Pytorch实战 | P2 彩色图片识别(深度学习实践pytorch)

一、我的环境：

● 语言环境：Python3.8
● 编译器：pycharm
● 深度学习环境：Pytorch

二、主要代码实现

1、main.py

import matplotlib.pyplot as plt
import torch
import numpy as np
from model import *
from torchinfo import summary

# 一、 数据准备

# --- 1、设置GPU ---
import torchvision.datasets

device = torch.device("cuda" if torch.cuda.is_available() else "cpu")

# --- 2、导入数据 ---
train_ds = torchvision.datasets.CIFAR10('data',
                                        train=True,
                                        transform=torchvision.transforms.ToTensor(),  # 将数据类型转化为Tensor
                                        download=True)

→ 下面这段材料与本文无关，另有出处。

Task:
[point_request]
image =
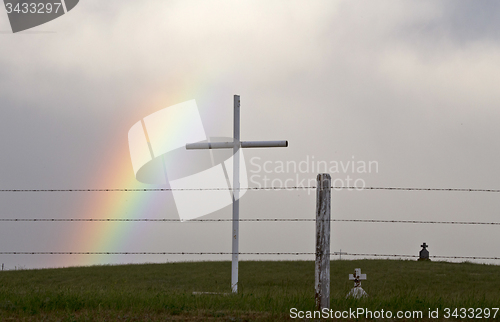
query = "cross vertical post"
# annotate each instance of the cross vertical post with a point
(236, 192)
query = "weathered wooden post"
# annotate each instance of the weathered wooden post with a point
(322, 273)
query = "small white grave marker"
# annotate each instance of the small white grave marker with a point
(357, 292)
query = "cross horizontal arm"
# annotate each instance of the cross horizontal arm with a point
(230, 145)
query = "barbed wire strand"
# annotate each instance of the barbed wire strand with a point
(242, 253)
(251, 188)
(243, 220)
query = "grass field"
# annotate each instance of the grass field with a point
(267, 290)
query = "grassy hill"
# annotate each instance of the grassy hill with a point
(267, 290)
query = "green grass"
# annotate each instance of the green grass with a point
(267, 290)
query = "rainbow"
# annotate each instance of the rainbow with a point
(117, 172)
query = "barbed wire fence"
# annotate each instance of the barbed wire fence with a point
(286, 188)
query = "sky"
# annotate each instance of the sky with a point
(409, 86)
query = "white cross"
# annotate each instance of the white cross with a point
(236, 144)
(357, 277)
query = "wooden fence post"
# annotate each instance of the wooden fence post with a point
(322, 269)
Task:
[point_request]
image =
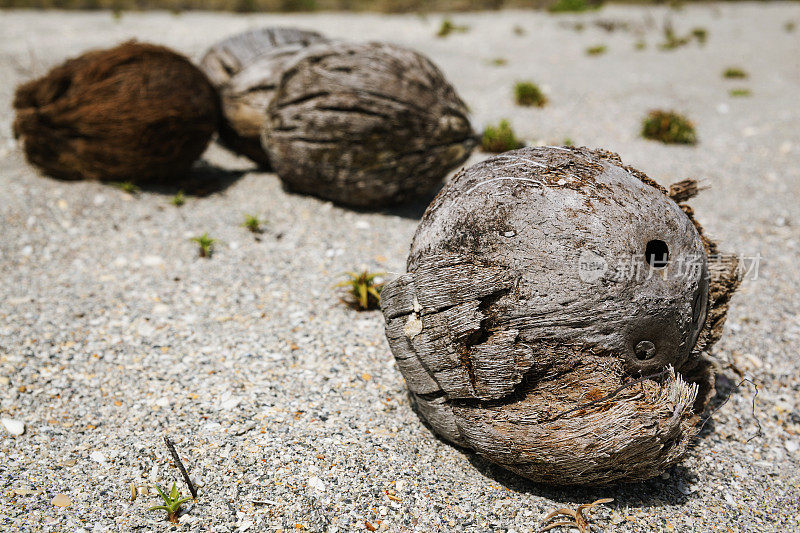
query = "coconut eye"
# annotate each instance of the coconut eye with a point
(657, 253)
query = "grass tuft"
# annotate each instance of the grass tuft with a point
(528, 94)
(572, 6)
(500, 138)
(738, 93)
(252, 223)
(734, 73)
(126, 186)
(205, 244)
(596, 50)
(172, 503)
(449, 27)
(363, 290)
(668, 127)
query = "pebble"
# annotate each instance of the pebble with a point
(316, 484)
(15, 427)
(61, 500)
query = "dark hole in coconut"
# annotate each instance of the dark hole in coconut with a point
(645, 350)
(657, 253)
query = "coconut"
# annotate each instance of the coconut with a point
(556, 314)
(245, 68)
(137, 112)
(365, 125)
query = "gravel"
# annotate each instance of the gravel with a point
(285, 405)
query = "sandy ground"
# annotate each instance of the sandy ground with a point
(287, 406)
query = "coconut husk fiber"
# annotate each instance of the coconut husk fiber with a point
(556, 316)
(137, 112)
(246, 68)
(365, 125)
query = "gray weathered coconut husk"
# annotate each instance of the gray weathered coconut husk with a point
(365, 125)
(245, 68)
(524, 331)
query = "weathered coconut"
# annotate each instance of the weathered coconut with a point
(547, 320)
(365, 125)
(246, 68)
(137, 112)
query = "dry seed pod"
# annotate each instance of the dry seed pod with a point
(246, 68)
(556, 313)
(365, 125)
(136, 112)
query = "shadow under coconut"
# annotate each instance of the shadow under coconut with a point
(656, 492)
(411, 209)
(204, 179)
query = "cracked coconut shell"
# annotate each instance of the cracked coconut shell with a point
(137, 112)
(246, 68)
(365, 125)
(547, 323)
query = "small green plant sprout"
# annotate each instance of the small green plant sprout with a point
(738, 93)
(363, 290)
(127, 186)
(449, 27)
(668, 127)
(528, 94)
(734, 73)
(500, 138)
(596, 50)
(206, 244)
(179, 199)
(172, 503)
(572, 6)
(700, 34)
(252, 223)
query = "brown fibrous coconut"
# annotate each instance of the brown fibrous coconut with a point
(556, 315)
(365, 125)
(245, 68)
(137, 112)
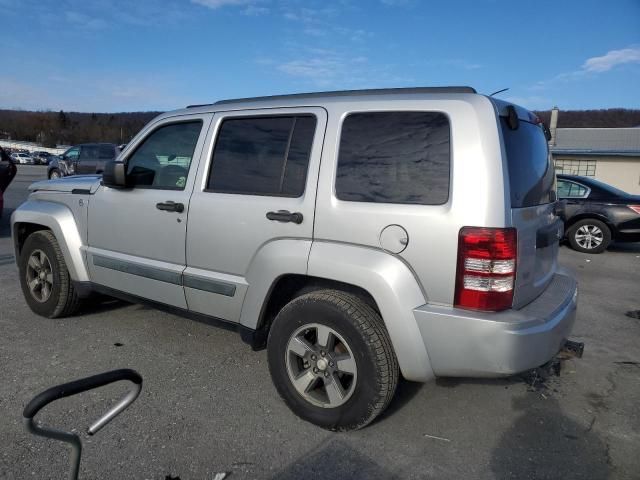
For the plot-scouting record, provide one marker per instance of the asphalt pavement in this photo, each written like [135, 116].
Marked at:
[208, 405]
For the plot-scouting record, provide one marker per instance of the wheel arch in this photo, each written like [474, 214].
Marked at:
[381, 280]
[590, 215]
[33, 216]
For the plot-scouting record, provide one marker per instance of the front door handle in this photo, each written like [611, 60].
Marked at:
[170, 206]
[285, 216]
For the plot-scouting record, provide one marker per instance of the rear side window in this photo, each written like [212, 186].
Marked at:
[262, 156]
[89, 152]
[531, 175]
[394, 157]
[568, 189]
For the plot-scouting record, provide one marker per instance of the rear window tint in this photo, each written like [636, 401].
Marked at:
[531, 176]
[394, 157]
[262, 156]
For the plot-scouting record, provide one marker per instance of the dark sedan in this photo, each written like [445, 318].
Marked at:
[7, 172]
[595, 213]
[88, 158]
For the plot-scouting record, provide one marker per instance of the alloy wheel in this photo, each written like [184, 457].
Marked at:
[589, 236]
[39, 276]
[321, 365]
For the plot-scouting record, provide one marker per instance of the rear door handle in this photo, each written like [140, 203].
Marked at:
[170, 206]
[285, 216]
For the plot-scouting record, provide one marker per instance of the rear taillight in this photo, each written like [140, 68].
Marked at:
[486, 271]
[635, 208]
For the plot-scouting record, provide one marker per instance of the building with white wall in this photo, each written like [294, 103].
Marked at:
[611, 155]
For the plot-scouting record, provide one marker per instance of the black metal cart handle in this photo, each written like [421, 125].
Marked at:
[73, 388]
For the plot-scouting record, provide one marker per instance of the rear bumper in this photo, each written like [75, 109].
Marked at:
[477, 344]
[628, 236]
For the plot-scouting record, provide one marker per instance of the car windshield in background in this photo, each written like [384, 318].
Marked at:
[608, 188]
[531, 176]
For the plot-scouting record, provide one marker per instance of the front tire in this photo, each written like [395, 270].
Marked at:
[331, 360]
[589, 236]
[44, 277]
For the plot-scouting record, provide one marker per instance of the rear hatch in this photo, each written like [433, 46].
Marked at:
[532, 184]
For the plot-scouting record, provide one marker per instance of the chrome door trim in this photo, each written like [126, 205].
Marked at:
[137, 269]
[209, 285]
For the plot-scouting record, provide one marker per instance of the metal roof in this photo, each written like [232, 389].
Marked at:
[597, 141]
[345, 93]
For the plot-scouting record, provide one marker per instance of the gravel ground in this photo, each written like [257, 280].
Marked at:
[208, 404]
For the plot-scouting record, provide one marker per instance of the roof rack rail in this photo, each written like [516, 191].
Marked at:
[345, 93]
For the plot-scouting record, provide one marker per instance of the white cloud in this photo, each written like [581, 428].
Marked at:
[339, 69]
[215, 4]
[612, 59]
[84, 21]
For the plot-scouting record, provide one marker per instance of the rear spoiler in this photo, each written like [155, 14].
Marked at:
[515, 114]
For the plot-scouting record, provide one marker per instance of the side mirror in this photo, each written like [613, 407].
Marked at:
[115, 175]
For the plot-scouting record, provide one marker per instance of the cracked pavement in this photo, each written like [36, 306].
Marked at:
[208, 405]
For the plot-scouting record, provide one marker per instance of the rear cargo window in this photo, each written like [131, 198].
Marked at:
[531, 176]
[394, 157]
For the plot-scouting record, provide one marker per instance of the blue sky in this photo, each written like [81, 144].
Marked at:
[124, 55]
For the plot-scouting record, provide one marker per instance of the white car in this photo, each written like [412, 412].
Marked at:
[22, 158]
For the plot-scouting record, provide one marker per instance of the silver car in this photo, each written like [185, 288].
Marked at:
[358, 236]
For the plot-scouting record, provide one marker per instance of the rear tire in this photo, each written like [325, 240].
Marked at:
[44, 278]
[589, 236]
[337, 349]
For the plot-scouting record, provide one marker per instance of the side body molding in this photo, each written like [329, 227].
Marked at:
[394, 289]
[60, 220]
[274, 259]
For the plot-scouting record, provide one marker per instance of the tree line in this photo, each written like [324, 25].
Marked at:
[609, 118]
[69, 128]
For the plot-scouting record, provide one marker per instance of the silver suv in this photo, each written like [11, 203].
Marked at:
[358, 236]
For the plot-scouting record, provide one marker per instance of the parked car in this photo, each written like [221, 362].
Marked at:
[88, 158]
[7, 173]
[22, 158]
[596, 214]
[356, 235]
[42, 158]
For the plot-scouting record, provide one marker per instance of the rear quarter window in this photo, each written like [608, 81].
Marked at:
[531, 175]
[394, 157]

test_ds = torchvision.datasets.CIFAR10('data',
                                       train=False,
                                       transform=torchvision.transforms.ToTensor(),  # 将数据类型转化为Tensor
                                       download=False)

batch_size = 32

train_dl = torch.utils.data.DataLoader(train_ds,
                                       batch_size=batch_size,
                                       shuffle=False)
test_dl = torch.utils.data.DataLoader(test_ds, batch_size=batch_size)

# --- 3、数据可视化 ---
imgs, labels = next(iter(train_dl))
plt.figure(figsize=(32, 5))
for i, imgs in enumerate(imgs):
    npimg = imgs.numpy().transpose((1, 2, 0))
    plt.subplot(2, 16, i + 1)
    plt.imshow(npimg, cmap=plt.cm.binary)
    plt.axis('off')
plt.show()

# 二、构建网络
# model.py  __init__() forward()
# 加载并打印模型
model = Model().to(device)

summary(model)

# 三、模型训练

# --- 1、 设置超参数 ---
loss_fn = nn.CrossEntropyLoss()  # 创建损失函数
learn_rate = 1e-2  # 学习率
opt = torch.optim.SGD(model.parameters(), lr=learn_rate)  # 定义优化器，随机梯度下降算法

# --- 2、编写训练函数 ---
# model.py train(dataloader, model, loss_fn, optimizer, device)

# --- 3、编写测试函数 ---
# model.py test(dataloader, model, loss_fn, optimizer, device)

# --- 4、正式训练 ---
epochs = 10
train_loss = []
train_acc = []
test_loss = []
test_acc = []

for epoch in range(epochs):
    model.train()
    epoch_train_acc, epoch_train_loss = model.train1(train_dl, model, loss_fn, opt, device)

    model.eval()
    epoch_test_acc, epoch_test_loss = model.test1(test_dl, model, loss_fn, opt, device)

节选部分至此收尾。